The Shift to Declarative Kubernetes Deployments with ArgoCD
The Pull-Based Architecture Model
In a push pipeline, your CI tool executes `kubectl apply and crosses its fingers as far as whether it will be successful with that command. The command is executed one time only, if there are any changes made to the deployment object by someone directly through the kubernetes UI after that, changes remain in effect until the next push of the pipeline updates the initially deployed state. As a result, the deployment of the application will appear to be an ad-hoc creation of clusters or environments, which makes it difficult to track or troubleshoot issues related to application state, which can become an ongoing forensic investigation.
ArgoCD takes the push/CI process and changes it backwards. You no longer push your manifests to a cluster but declare your desired state through a Git repository. Inside the cluster will be an agent that continuously pulls the state you want to have/deploy, and pulls the state of the cluster every three minutes to compare the desired state and the actual state. If at any point it sees that the current actual state does not match the state you have defined in Git, it will either notify you of the difference or return the deployment back to its original intended state. Your cluster will become a “slave” to your Git repository, and you will have a complete, immutable audit trail, allowing you to “go back”…i.e., rollback…any of your changes by simply reverting a commit.
There is also a decoupling effect between the required credentials for deploying to a cluster versus those of the CI system. A CI system should never require kubernetes-admin permissions in order to deploy your application. Only through your deployment tool —ArgoCD — will anyone have those permissions, and you will need to lock down who has access to the Git repository. This is the true security boundary that I was looking for after last year’s 3 a.m. incident.
Key Components of the Control Plane
The key component for declarative kubernetes deployments using argocd is the Application CRD, which maps the Git source to the destination cluster/namespace and allows you to define the desired synchronization behavior.A simplified example illustrating the essential mapping of source and destination is shown below:
apiVersion: argoproj.io/v1alpha1
kind: Application
metadata:
name: guestbook
spec:
project: default
source:
repoURL: https://github.com/argoproj/argocd-example-apps.git # <-- Git repository with the manifests
targetRevision: HEAD
path: guestbook
destination:
server: https://kubernetes.default.svc # <-- Target cluster (can be local or remote)
namespace: guestbook
syncPolicy:
automated:
prune: true # Removes resources that disappear from Git
selfHeal: true # Reverts manual changes in the cluster
This is an example of creating a single source of truth by indicating to ArgoCD that the Git repository at repoURL will be the only source of truth for the guestbook namespace on this cluster, and therefore what the manifests located in that path represent. The self-heal flag is what could have saved my hotfix that night; if someone had gone straight to the Deployment and made a change that didn’t go through Git, ArgoCD would have reverted it within minutes.

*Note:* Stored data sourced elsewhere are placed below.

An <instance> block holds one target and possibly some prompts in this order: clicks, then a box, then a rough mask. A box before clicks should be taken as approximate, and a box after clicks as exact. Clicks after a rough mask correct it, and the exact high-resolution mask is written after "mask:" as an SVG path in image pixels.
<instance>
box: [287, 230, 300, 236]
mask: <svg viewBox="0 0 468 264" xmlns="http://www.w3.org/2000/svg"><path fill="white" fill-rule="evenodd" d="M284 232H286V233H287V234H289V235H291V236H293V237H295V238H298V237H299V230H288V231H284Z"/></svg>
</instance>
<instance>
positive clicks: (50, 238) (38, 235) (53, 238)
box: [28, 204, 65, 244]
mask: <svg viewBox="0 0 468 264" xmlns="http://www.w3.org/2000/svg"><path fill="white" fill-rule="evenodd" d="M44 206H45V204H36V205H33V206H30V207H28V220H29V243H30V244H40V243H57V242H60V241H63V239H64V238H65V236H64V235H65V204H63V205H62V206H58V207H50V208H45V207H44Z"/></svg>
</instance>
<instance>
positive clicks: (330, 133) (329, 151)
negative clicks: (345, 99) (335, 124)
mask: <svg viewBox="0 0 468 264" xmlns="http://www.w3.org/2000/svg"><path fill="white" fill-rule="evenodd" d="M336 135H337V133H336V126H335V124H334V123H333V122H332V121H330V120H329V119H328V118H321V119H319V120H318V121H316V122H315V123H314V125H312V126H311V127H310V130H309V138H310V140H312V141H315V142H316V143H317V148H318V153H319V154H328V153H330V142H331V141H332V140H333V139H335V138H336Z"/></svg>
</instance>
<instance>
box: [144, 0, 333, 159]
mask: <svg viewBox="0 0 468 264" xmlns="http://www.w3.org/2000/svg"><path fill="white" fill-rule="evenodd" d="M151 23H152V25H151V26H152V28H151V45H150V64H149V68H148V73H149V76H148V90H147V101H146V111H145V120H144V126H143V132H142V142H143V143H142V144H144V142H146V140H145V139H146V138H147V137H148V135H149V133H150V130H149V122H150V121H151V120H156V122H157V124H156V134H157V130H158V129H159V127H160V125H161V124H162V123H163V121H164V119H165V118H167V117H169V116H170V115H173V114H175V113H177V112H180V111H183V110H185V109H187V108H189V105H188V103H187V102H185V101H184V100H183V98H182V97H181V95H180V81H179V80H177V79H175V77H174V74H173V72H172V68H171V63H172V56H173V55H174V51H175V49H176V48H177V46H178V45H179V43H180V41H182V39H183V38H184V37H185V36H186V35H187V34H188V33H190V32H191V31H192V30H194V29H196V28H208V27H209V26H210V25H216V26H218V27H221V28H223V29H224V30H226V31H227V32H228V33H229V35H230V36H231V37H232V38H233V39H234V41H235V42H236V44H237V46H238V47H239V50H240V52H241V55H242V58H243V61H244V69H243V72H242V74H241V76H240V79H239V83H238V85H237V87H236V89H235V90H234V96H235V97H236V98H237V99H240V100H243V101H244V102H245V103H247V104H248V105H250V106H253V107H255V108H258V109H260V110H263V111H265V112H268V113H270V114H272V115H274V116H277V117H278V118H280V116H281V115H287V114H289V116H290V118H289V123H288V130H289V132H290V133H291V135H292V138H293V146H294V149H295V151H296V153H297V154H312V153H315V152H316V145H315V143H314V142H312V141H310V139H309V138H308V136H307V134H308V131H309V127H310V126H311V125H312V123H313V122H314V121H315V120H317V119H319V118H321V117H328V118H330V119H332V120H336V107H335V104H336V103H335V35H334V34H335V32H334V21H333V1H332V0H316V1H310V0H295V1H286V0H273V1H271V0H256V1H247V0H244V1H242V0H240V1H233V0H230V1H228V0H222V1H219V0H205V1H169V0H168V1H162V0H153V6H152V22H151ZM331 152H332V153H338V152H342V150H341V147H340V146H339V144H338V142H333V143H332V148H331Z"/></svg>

GitOps Repo Structure Best Practices and Prerequisites
Infrastructure and Cluster Requirements
You will need to ensure your cluster can handle the lightweight nature of ArgoCD before you start the deployment process. The control plane consists of three micro-services (Application Controller, Repo Server, and API) and utilises approximately 1 CPU and 2 GB of RAM under moderate load. However, you should give the control plane sufficient headroom on the node you deploy it on to allow for growth.
kubectl cluster-info
Kubernetes control plane is running at https://192.168.1.100:6443
CoreDNS is running at https://192.168.1.100:6443/api/v1/namespaces/kube-system/services/kube-dns:dns/proxy
# Make sure you have at least:
# - 2 worker nodes (so ArgoCD can reschedule if a node dies)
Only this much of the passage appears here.